Никита сидел возле компьютера злой и щелкал клавиатурой, пока раздражающе жизнерадостный Петухов разглагольствовал о том, что если Никите с Финляндского вокзала в Тихвин ехать, так они могут вместе до площади Ленина на метро прокатиться, потому как ему, Саньке, оттуда до Медицинского института можно на маршрутке доехать.

– Отвали, – буркнул Никита. – Мне с Ладожского.

На самом деле Никита решал нелегкую задачу, чем добираться до этого самого Тихвина, а затем еще и до деревни, в коей родился и вырос покойный Алексей Родионович Платонов, автобусом или электричкой, а то еще можно поездом дальнего следования, например, тем, что до Воркуты. Нет, на него Никита, пожалуй, что опоздал.

А вот, кстати, прямо за Тихвином через две остановки та самая деревня! Ха! Три с половиной часа до самого Тихвина и еще полчаса до деревни. Можно сказать, что ему еще повезло. Надо заскочить на вокзале в «Макдоналдс», взять с собой еды, большой стакан пепси-колы, мороженое, и в путь!

– Молодой человек, – окликнул Никиту в вестибюле пожилой книготорговец. – Вы уже приобрели юбилейный выпуск истории Петербургского Уголовного розыска? Редкое издание, все самые интересные дела, сотрудники. Возьмите, не пожалеете. А в следующем выпуске могут и о вас написать. Возьмите, полистаете на досуге, может, что-то интересное и для себя найдете.

Никита, разумеется, хотел пробежать мимо, извинившись и сославшись на спешку, но вспомнил о четырех часах тряски в электричке до деревушки под Тихвином. И передумал. В конце концов, подарит потом капитану Филатову, ему в тридцать с гаком воспоминания о давно минувших днях, наверное, будут интересны.

Саня дождался отбытия в Тихвин своего менее удачливого коллеги и, напившись дармовой казенной воды из кулера на дорожку, отправился в мединститут собирать данные на почившего Ситникова.

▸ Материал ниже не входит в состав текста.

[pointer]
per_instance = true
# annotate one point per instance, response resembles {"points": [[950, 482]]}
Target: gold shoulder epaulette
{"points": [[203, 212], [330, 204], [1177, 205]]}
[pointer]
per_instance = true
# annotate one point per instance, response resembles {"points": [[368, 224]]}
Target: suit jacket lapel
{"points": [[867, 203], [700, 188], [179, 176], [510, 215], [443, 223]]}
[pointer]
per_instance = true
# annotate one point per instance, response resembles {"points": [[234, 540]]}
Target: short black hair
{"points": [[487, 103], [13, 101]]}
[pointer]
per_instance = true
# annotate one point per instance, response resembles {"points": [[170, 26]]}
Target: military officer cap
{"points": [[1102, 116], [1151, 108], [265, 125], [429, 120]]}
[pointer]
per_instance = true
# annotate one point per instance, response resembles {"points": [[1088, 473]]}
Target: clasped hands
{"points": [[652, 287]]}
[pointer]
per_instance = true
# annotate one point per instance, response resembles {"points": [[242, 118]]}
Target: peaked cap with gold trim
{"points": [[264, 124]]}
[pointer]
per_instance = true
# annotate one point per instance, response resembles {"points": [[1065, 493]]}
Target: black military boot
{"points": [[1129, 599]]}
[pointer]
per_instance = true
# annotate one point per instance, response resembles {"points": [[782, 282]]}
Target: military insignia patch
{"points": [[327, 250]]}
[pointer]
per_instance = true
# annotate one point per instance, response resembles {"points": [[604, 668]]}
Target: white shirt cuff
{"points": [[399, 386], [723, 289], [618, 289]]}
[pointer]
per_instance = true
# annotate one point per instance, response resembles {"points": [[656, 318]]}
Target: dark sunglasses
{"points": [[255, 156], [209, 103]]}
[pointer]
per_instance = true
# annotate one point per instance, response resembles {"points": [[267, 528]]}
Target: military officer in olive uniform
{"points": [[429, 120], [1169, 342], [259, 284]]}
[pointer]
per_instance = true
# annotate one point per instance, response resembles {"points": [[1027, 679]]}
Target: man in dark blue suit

– Какого года выпуска, вы говорите? – спуская очки на кончик носа, поинтересовалась в отделе кадров суровая дама с пышным бюстом и жиденькими, коротко стриженными красно-рыжими волосами.

– В шестьдесят шестом.

– Ух ты! И что же вы хотите?

– Список его однокурсников и одногруппников. А также преподавателей, работавших в институте в то время, – скромно сообщил Саня.

– Ничего себе! Вы еще их адреса и паспортные данные запросите! – фыркнула сотрудница.

– А есть? – Ответом ему был выразительный взгляд. – Ладно, тогда то, что есть.

– Завтра приходите, попробуем подготовить, надо в архиве запрашивать. А насчет преподавателей, так идите на нужный факультет и ищите всех, кто старше семидесяти шести лет; возможно, кто-то из них и знал вашего студента, когда мальчиком был. Таких не так уж и много – возраст, – посоветовала дама, возвращаясь к своим делам.

– Ситникова Алексея Родионовича? – хмуря седые брови, поинтересовался невысокий пухленький профессор Логинов, к которому Сане посоветовали обратиться девочки из деканата. – Простите, а где он потом трудился?